Es una tarea demasiado ardua que sólo se alivia creando las condiciones para que trabaje más gente. ¿Cuántos? Teóricamente, el universo de trabajadores posibles es de 23 millones. Casi diez más de los que lo hacen en el sector privado. Pero de nada sirve que lo hagan en actividades poco productivas, como creen algunos keynesianos de andar por casa. Las actividades que no son lucrativas destruyen capital y arruinan a las sociedades.

No obstante lo dicho, España dista mucho de ser un país pobre. El PIB per cápita es de más de treinta mil dólares y excede un poco la media de la Unión Europea. Algunas comunidades autónomas son francamente ricas y se acercan a los cuarenta mil dólares: Madrid, Vascongadas, Navarra, Cataluña. Las pobres, ni siquiera lo son tanto. Extremadura, la peor de todas, es más rica en este indicador que Chile, el país más próspero de América Latina. Murcia, otra comunidad pobre, tiene el PIB per cápita de Corea del Sur.

Pero hay otros indicadores que señalan a España entre los primeros 25 países del planeta: escolaridad, longevidad, acceso a agua potable, alimentación, servicios médicos, seguridad, protección policiaca, instituciones de Derecho, libertades, comunicaciones. El país, en medio de la crisis del empleo, es uno de los espacios con mejor calidad de vida del mundo. Sigue siendo un gran vividero.

La asignatura pendiente la conocen todos: hace falta desarrollar un tejido empresarial más extenso, competente y productivo.
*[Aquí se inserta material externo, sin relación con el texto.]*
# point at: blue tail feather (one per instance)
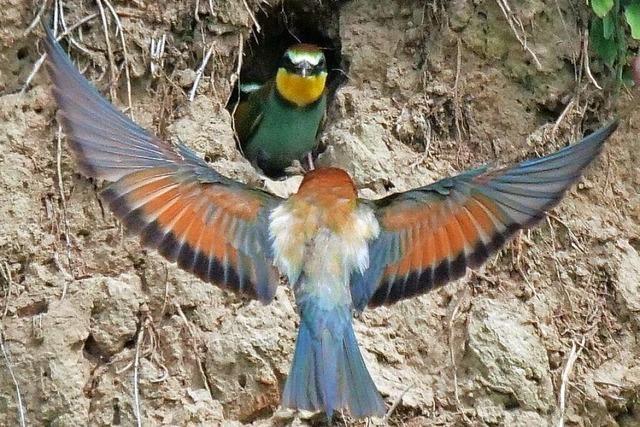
(328, 372)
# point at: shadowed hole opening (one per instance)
(283, 25)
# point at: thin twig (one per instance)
(252, 16)
(563, 115)
(157, 55)
(585, 55)
(60, 17)
(456, 93)
(6, 275)
(136, 379)
(571, 360)
(125, 56)
(235, 77)
(36, 19)
(112, 65)
(7, 360)
(63, 200)
(452, 357)
(512, 20)
(199, 73)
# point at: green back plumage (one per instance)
(273, 132)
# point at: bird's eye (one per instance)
(287, 63)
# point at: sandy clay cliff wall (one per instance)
(433, 87)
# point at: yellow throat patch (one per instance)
(299, 90)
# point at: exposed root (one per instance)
(205, 381)
(36, 19)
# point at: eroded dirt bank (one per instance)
(433, 88)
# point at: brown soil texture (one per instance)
(433, 88)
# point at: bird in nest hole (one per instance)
(278, 123)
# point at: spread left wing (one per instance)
(431, 235)
(210, 225)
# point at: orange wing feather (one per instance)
(210, 225)
(430, 235)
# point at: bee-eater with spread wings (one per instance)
(339, 253)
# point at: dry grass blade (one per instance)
(571, 360)
(7, 361)
(199, 73)
(125, 55)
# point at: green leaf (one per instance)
(632, 13)
(607, 50)
(601, 7)
(607, 26)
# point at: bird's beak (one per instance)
(305, 69)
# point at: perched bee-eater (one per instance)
(279, 122)
(340, 253)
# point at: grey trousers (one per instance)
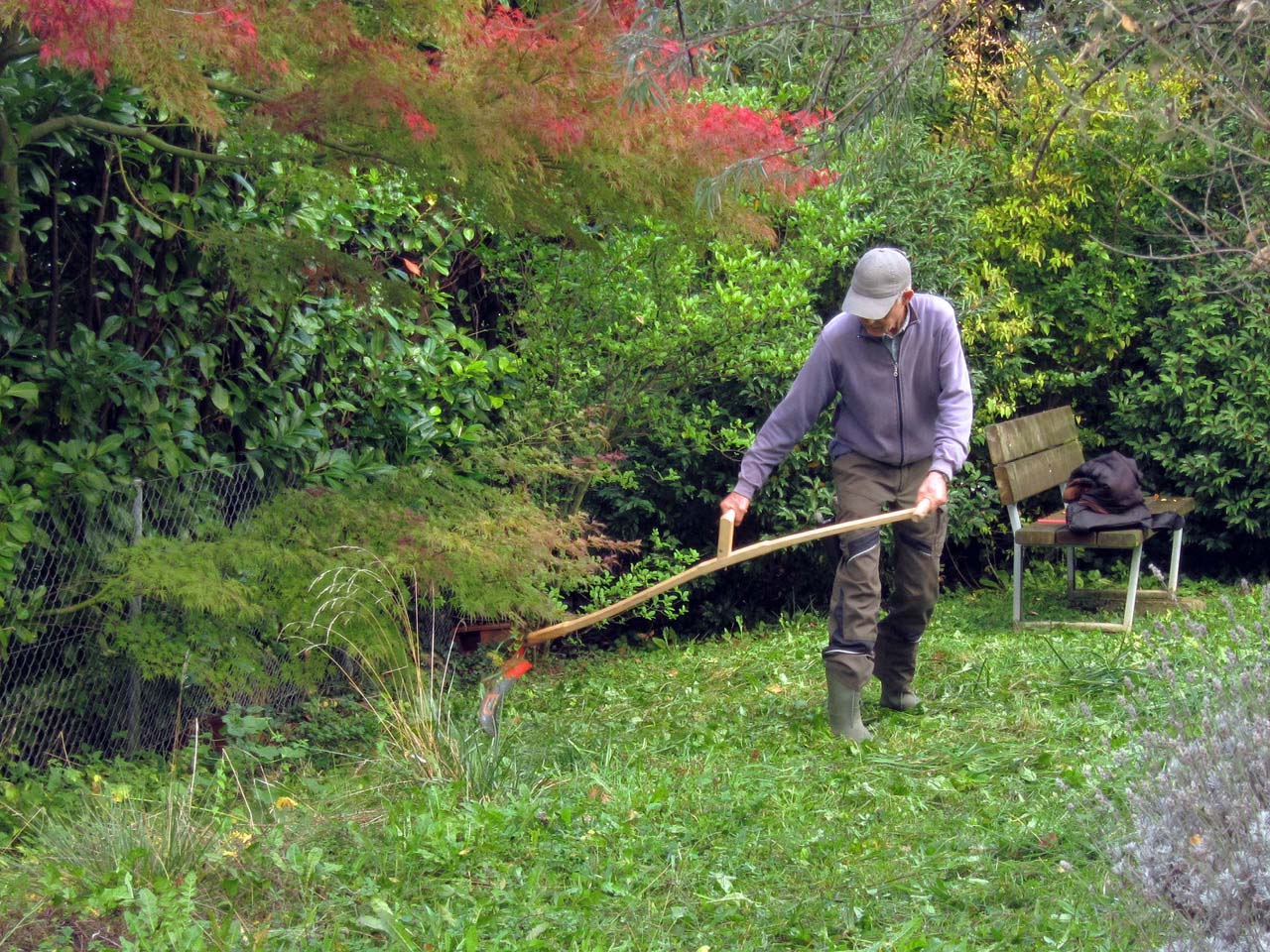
(857, 639)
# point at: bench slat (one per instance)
(1012, 439)
(1053, 530)
(1020, 479)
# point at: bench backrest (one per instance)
(1034, 453)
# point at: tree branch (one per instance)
(113, 128)
(10, 217)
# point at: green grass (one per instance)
(676, 797)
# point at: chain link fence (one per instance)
(62, 687)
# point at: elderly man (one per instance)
(893, 365)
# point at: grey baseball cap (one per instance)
(880, 277)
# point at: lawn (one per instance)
(666, 796)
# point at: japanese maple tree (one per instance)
(532, 117)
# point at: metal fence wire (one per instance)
(62, 688)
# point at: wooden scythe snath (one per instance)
(724, 558)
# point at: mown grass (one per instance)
(677, 797)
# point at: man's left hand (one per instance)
(934, 492)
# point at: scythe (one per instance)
(722, 558)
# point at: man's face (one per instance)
(892, 321)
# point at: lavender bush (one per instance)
(1198, 803)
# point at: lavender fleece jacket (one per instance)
(890, 411)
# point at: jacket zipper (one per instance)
(899, 399)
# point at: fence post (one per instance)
(134, 611)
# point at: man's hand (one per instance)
(735, 503)
(931, 494)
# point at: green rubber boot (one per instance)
(843, 705)
(894, 665)
(899, 698)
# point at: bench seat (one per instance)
(1052, 530)
(1035, 454)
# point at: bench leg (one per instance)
(1019, 583)
(1130, 597)
(1175, 560)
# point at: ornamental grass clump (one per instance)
(1198, 803)
(403, 671)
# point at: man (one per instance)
(893, 362)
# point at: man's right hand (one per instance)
(735, 503)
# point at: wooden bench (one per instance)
(1037, 453)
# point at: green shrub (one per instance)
(1194, 409)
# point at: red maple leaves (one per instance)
(531, 99)
(75, 32)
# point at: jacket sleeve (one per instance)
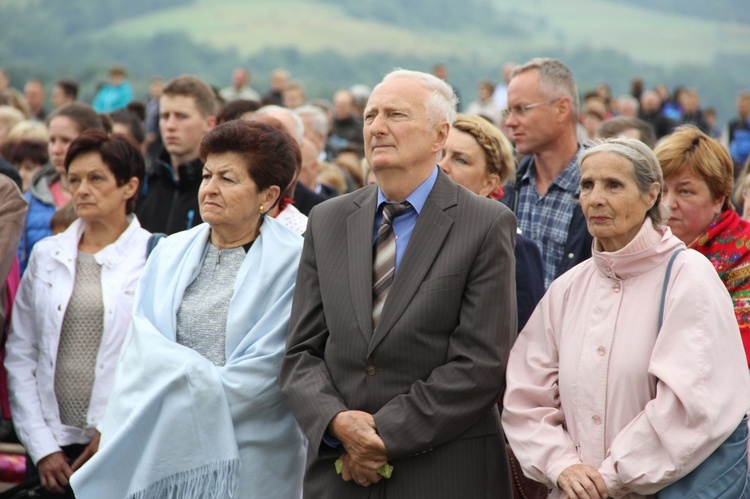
(305, 380)
(23, 358)
(533, 419)
(703, 389)
(13, 209)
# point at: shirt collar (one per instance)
(418, 197)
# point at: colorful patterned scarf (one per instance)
(726, 242)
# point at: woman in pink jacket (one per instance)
(600, 402)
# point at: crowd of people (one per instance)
(224, 293)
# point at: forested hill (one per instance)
(721, 10)
(328, 44)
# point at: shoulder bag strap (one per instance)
(664, 286)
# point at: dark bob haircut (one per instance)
(270, 155)
(119, 152)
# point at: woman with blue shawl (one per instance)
(196, 411)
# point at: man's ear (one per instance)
(443, 129)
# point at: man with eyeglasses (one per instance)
(542, 117)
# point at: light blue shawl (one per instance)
(178, 426)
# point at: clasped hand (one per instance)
(364, 449)
(54, 470)
(582, 481)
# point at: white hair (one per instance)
(441, 104)
(317, 117)
(555, 78)
(272, 109)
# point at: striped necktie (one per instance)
(384, 261)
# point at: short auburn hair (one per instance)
(120, 153)
(270, 155)
(688, 147)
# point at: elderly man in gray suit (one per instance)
(403, 317)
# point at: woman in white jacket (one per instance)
(73, 309)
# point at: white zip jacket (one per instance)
(38, 314)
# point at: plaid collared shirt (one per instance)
(546, 219)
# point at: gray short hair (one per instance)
(555, 78)
(317, 116)
(442, 102)
(646, 168)
(298, 125)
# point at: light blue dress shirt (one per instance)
(403, 225)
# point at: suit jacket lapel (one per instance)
(359, 230)
(431, 230)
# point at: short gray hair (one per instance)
(317, 116)
(298, 125)
(442, 102)
(646, 168)
(555, 78)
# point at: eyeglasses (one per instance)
(520, 111)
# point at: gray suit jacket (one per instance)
(432, 371)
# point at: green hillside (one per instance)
(649, 36)
(308, 25)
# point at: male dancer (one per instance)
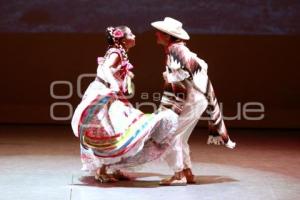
(189, 92)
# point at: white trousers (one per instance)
(178, 156)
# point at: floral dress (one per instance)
(109, 127)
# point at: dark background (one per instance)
(251, 48)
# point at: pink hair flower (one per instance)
(118, 33)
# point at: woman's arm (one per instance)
(112, 61)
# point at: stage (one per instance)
(42, 162)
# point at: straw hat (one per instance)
(172, 27)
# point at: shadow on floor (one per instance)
(138, 181)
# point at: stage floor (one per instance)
(42, 162)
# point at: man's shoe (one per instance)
(190, 178)
(177, 180)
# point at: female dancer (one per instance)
(109, 128)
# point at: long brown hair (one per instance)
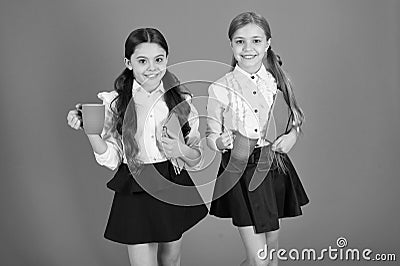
(174, 94)
(271, 61)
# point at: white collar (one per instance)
(136, 87)
(262, 72)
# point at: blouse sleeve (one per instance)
(216, 105)
(113, 156)
(193, 138)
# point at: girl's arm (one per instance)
(107, 147)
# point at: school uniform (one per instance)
(242, 103)
(136, 215)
Mientras eso sucede, si es que alguna vez llega a ocurrir, los españoles vuelven a hacer las maletas y emigran. Por una parte, el país pierde a un buen grupo de trabajadores, pero, por la otra, son personas que adquieren conocimientos, experiencias y ahorros que podrán utilizar en el futuro en su propio país.

En ese sentido es una bendición que quienes no tienen trabajo puedan encontrarlo en Alemania, Holanda o Suiza. Hay que ver a la Unión Europea como un gran espacio laboral y perderle el miedo a los idiomas distintos o a los climas inhóspitos. La globalización también es eso.